Eine Frau geht über eine Brücke auf ein leuchtendes, digitales Lichtwesen zu. Links lösen sich Dunkelheit, Ketten und chaotische Buchstaben auf, rechts entsteht ein helles Feld aus Licht, Verbindung und neuer Ordnung.

KI, Menschlichkeit und die Angst vor Veränderung

Momentan begegnet mir draußen ständig derselbe Satz:
„Ich erkenne KI-Texte sofort.“
Oder:
„Diese künstlichen Texte kann man doch nicht ernst nehmen.“

Und oft kommt das ausgerechnet von Menschen, deren eigene Sprache seit Jahren genauso künstlich wirkt:
Verkaufssprache.
Dominanzgehabe.
Manipulative Marketingsätze.
Aufgesetztes „Erfolgsmindset“.
Leere Worthülsen ohne echten Inhalt.

Das Spannende ist:
Viele regen sich gar nicht über die Technik selbst auf.
Sie regen sich darüber auf, dass plötzlich Menschen sichtbar werden, die vorher durch bestimmte Hürden ausgebremst waren.

Menschen mit Legasthenie.
Menschen, die schneller denken als schreiben können.
Menschen, die Bilder, Gefühle oder komplexe Zusammenhänge wahrnehmen, aber keine perfekte Grammatik beherrschen.
Menschen, die vorher keine Möglichkeit hatten, ihre Gedanken in eine klare Form zu bringen.

Ich kenne das selbst.

Früher hatte ich oft keine Worte für das, was ich eigentlich ausdrücken wollte.
Oder ich hatte sie im Kopf, aber nicht sauber genug auf dem Papier.
Und sobald Schreibfehler drin waren, haben manche Menschen nicht mehr auf den Inhalt geschaut, sondern nur noch auf die Fehler.

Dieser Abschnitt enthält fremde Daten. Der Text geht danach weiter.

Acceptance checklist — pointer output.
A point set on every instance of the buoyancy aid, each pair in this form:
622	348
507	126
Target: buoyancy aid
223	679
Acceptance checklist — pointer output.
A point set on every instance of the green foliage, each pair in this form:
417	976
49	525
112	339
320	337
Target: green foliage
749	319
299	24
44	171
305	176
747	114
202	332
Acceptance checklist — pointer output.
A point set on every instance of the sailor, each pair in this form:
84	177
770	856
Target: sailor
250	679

Nicht das, was gesagt wurde, war wichtig.
Sondern ob irgendwo ein Buchstabe fehlte.

KI verändert genau das gerade.

Nicht, indem sie den Menschen ersetzt.
Sondern indem sie plötzlich Brücken baut.

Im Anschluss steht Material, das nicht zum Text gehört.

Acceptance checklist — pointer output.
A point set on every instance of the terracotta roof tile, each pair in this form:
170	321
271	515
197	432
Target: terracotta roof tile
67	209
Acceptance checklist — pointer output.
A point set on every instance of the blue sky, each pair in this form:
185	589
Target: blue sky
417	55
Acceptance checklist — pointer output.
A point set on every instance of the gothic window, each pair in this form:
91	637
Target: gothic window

Zwischen Gedanken und Sprache.
Zwischen Wahrnehmung und Ausdruck.
Zwischen innerem Erleben und äußerer Sichtbarkeit.

Und ja natürlich gibt es schlechte KI-Texte.
So wie es schon immer schlechte Texte von Menschen gab.

Man erkennt sie sofort:
glatt,
leer,
überfreundlich,
ohne echte Erfahrung dahinter.

Aber das Problem ist dann nicht die KI.
Das Problem ist die Inhaltslosigkeit.

Denn ein Werkzeug erschafft nicht automatisch Tiefe.
Es verstärkt nur das, was bereits da ist.

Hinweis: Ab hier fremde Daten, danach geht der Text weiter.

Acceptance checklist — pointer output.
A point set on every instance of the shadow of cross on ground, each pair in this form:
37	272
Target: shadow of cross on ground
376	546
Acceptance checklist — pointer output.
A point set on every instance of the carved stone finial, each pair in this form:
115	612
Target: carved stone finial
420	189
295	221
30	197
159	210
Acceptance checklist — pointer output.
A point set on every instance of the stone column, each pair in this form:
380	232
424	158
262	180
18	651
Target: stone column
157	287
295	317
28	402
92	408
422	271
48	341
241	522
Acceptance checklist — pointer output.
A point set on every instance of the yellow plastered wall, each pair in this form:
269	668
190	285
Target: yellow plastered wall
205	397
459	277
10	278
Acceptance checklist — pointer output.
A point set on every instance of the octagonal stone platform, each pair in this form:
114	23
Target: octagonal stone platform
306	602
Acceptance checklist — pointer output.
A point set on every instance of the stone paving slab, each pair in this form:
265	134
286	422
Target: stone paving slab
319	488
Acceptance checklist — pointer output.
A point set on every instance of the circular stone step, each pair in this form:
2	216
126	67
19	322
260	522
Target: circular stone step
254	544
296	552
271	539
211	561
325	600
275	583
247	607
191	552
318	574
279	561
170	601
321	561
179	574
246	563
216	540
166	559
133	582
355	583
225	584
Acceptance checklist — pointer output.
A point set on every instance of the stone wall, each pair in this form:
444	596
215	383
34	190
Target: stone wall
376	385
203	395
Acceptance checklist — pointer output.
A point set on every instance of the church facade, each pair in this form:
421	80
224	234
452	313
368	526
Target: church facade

Für mich persönlich hat KI noch einen ganz anderen Wert bekommen:
Sie hilft mir manchmal dabei, Dinge so zu formulieren, dass ich mich nicht selbst angreifbar mache.

Wenn man verletzt, wütend oder erschöpft ist, würde man manchen Menschen am liebsten alles ungefiltert an den Kopf werfen.
Die rohe Emotion ist zwar echt aber nicht immer hilfreich.

Dann hilft mir KI dabei, den Kern stehenzulassen, ohne dass daraus sofort neue Angriffe entstehen können.

Nicht um unecht zu werden.
Sondern um klarer zu werden.

Und genau darin sehe ich die eigentliche Chance dieser Entwicklung:
nicht den Menschen zu ersetzen,
sondern Menschen zu unterstützen, die vorher oft überhört, ausgelacht oder unterschätzt wurden.

Die Menschheit hatte übrigens fast immer Angst vor neuen Werkzeugen.

Vor Büchern.
Vor Fotografie.
Vor dem Telefon.
Vor dem Internet.

Jetzt ist es KI.

Doch vielleicht ist die eigentliche Frage gar nicht:
„Ist KI gut oder schlecht?“

Sondern:
Was macht der Mensch daraus?

Denn auch hier gilt:
Ein Werkzeug kann verletzen.
Oder verbinden.
Es kommt darauf an, in welcher Haltung es genutzt wird.

Und vielleicht besteht Weiterentwicklung nicht darin, alles Alte zu bekämpfen oder alles Neue blind zu feiern.

Sondern darin, bewusst zu lernen, miteinander zu wachsen.